Le dirigeant socialiste, qui avait déjà fait part de son refus de porter les dépenses de défense à 5 % du PIB en qualifiant cette possibilité de « déraisonnable », a indiqué que pour l'Espagne, 2,1 % du PIB suffisent pour « acquérir et maintenir tout le personnel, tout l'équipement, toutes les infrastructures » nécessaires pour « faire face » aux « menaces » et aux « défis ».
Pedro Sánchez a fait ces déclarations à quelques heures du sommet de l'alliance qui se tiendra mardi et mercredi à La Haye et qui doit permettre de concrétiser une augmentation des dépenses de sécurité de ses membres.
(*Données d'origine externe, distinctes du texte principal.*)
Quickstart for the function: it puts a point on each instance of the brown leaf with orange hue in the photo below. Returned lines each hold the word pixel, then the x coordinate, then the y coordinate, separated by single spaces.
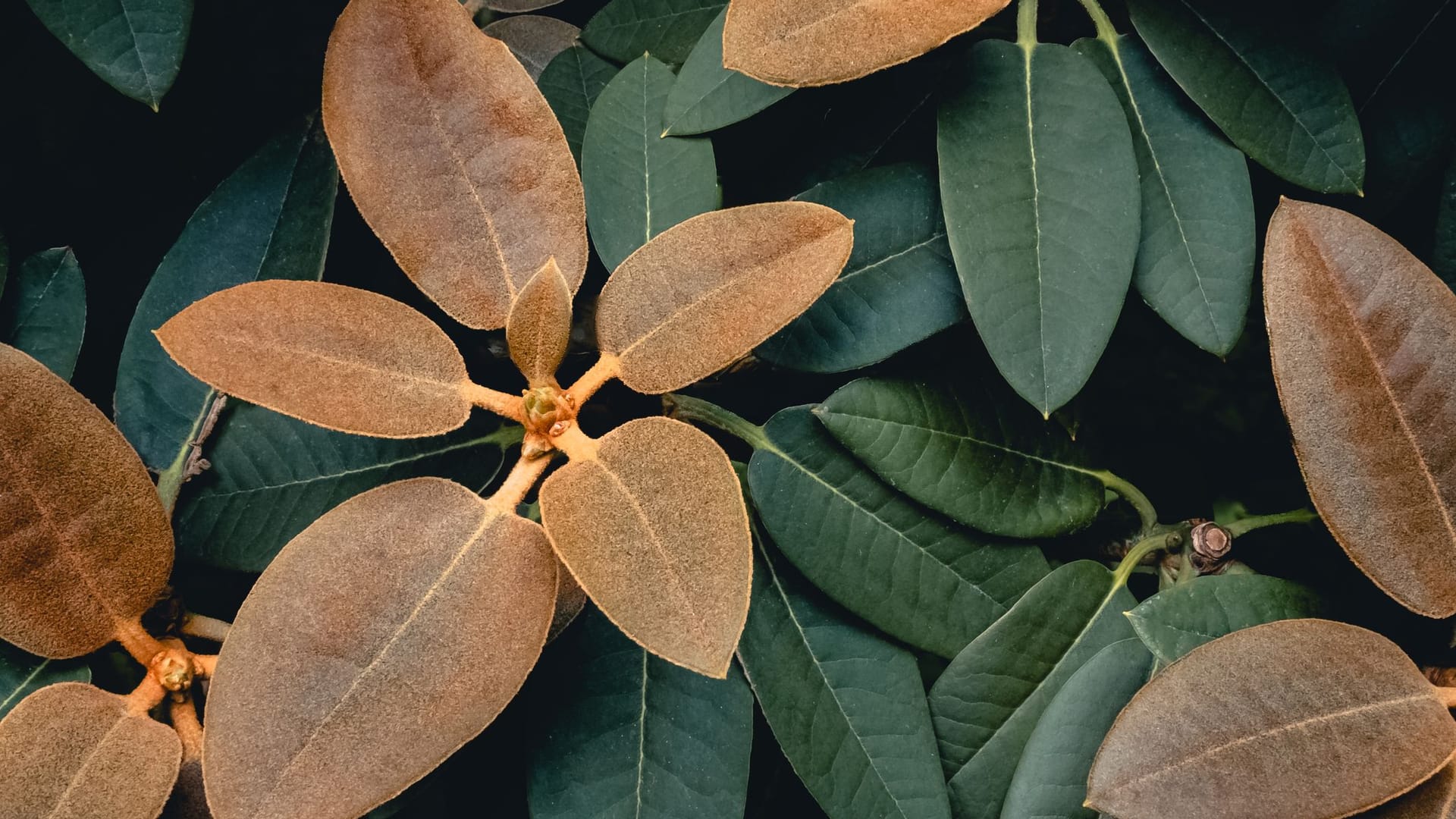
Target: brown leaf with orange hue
pixel 539 325
pixel 654 529
pixel 334 356
pixel 814 42
pixel 1276 720
pixel 707 292
pixel 73 751
pixel 381 640
pixel 452 155
pixel 1363 340
pixel 85 544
Selon des diplomates, les pays de l'OTAN ont conclu ce dimanche un accord pour ajuster la proposition de déclaration du sommet, autour d'une augmentation à 3,5 % du PIB pour les dépenses militaires dans la prochaine décennie, plus 1,5 % pour les dépenses liées à la défense au sens large.
« Nous comprenons la difficulté du contexte géopolitique, nous respectons (...) pleinement le souhait légitime d'autres pays d'augmenter leurs investissements en défense s'ils le souhaitent, mais nous ne le ferons pas », a souligné le Premier ministre espagnol. Pour l'Espagne, dépenser 5 % du PIB en défense « serait disproportionné et inutile », a-t-il souligné. Devoir atteindre ce niveau reviendrait à franchir « toutes » les « lignes rouges », puisqu'il obligerait le pays « soit à augmenter drastiquement les impôts pour la classe moyenne travailleuse, soit à réduire sévèrement [l']État-providence ».
Le sujet est particulièrement délicat pour Pedro Sánchez, à la tête d'une fragile coalition comptant plusieurs alliés hostiles à toute hausse des dépenses militaires, et ébranlée en outre par un scandale de corruption au sein du Parti socialiste, dont il est le secrétaire général. « Chaque membre de l'OTAN, en tant que pays souverains que nous sommes, a le droit et l'obligation de choisir s'il veut ou non assumer ces sacrifices. Et nous, en tant que pays souverain, choisissons de ne pas le faire », a ajouté le Premier ministre.